To set a design direction, I did:

  • A series of mood boards to determine which direction was desirable
  • A typography test of serif and sans-serifs that determined that Sentinel by Hoefler & Co. most accurately struck a balance of newsiness, modernity and tradition.
  • A color test, during which we determined that red and white – colors both associated with news and with the Vatican – were strongest.
  • A logo proved difficult. I benchmarked legacy news logos and wanted to design something reminiscent of the Time logo – sturdy, confident, serious and timeless. The slight dip on the “R” was meant to evoke calligraphy.

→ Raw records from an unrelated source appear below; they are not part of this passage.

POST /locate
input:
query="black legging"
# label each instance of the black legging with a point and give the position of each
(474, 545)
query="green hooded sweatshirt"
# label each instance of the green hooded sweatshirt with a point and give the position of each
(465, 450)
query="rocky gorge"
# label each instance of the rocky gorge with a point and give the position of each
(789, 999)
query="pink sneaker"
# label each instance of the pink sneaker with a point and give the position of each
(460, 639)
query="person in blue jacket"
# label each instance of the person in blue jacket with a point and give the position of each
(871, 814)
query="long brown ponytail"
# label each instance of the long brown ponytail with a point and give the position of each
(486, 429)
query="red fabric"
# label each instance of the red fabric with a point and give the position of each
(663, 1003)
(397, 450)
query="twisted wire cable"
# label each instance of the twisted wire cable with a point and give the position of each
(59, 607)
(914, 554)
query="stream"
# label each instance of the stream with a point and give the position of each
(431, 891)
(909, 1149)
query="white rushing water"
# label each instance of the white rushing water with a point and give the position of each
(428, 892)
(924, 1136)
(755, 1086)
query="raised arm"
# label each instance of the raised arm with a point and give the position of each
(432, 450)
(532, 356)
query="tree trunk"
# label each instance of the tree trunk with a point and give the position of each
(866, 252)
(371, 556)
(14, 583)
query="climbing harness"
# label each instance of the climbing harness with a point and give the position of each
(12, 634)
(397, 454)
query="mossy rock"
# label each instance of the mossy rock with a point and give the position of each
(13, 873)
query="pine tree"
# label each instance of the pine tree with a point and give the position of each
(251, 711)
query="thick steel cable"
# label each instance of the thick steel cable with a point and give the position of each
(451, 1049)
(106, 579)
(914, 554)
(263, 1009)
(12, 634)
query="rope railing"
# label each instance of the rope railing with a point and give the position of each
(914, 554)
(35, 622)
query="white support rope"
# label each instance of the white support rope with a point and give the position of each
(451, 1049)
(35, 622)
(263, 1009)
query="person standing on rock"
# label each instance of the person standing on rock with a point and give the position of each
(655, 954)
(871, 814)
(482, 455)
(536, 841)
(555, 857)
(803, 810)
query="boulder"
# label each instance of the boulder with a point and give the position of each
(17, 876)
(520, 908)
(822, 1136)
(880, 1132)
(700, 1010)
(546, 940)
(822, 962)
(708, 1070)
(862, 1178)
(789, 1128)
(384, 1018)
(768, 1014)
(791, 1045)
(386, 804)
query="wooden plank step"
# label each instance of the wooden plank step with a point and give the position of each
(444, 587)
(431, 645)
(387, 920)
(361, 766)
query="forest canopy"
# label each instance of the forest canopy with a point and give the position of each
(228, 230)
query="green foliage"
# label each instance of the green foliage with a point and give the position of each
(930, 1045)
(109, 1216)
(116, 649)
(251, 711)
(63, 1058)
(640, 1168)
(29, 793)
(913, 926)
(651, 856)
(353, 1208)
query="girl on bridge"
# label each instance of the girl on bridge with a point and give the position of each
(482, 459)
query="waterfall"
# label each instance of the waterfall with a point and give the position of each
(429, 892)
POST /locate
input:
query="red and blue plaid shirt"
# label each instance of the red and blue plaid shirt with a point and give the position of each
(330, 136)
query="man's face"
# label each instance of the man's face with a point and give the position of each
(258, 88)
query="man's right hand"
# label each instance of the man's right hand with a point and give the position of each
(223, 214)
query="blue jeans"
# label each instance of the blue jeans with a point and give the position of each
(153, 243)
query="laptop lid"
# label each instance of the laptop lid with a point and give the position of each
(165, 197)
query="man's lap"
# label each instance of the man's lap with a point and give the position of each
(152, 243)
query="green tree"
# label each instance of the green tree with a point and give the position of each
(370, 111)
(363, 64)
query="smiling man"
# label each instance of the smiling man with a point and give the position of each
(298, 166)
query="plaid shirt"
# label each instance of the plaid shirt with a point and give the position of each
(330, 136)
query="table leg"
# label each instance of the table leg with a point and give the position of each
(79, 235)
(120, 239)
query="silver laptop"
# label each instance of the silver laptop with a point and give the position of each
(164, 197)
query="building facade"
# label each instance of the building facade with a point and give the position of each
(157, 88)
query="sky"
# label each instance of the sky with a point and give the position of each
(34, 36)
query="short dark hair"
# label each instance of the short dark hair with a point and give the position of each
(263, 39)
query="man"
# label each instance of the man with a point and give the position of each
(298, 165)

No. 2 | Crux needed variety in its presentation

News sites – at least at that time – tended to package all their news in the same type of container, whether it fit or not. Crux wanted to have unique displays for different types of stories

  • A standard news template
  • A news template highlighting stories written by Crux staff
  • A softer feature template for reviews, human interest and the like
  • A columnist or opinion template
  • A point / counterpoint template Additionally, these story pages were reflected on homepage presentation styles for the individual story tiles.

No. 3 | Do it fast – so design in browser

Crux was a rush job. It went from inception to launch in just a few months, so Crux was built in browser. This was an enormous challenge for me as developer and designer, in terms of workload. Design reviews and dev reviews were the same thing, essentially.

Among the strengths of this approach:

  • Speed of napkin sketch to design to code
  • Very little time gap between ending design and shipping site

Among the weaknesses

  • Small design changes – eg “can that be moved to the left side” – can require big code changes
  • Inflexibility of code-first means less experimentation and iteration

No. 4 | Crux had an awesome 404 screen

OK, not a challenge. But I love a good hidden bit, and Crux had a good one – and a sense of humor. The 404 screen was an image of St. Anthony, patron saint of lost items. It linked to his page in the Saints and Popes database. Additionally, because a 404 page should not leave users, lost, it also directed them back to the main site.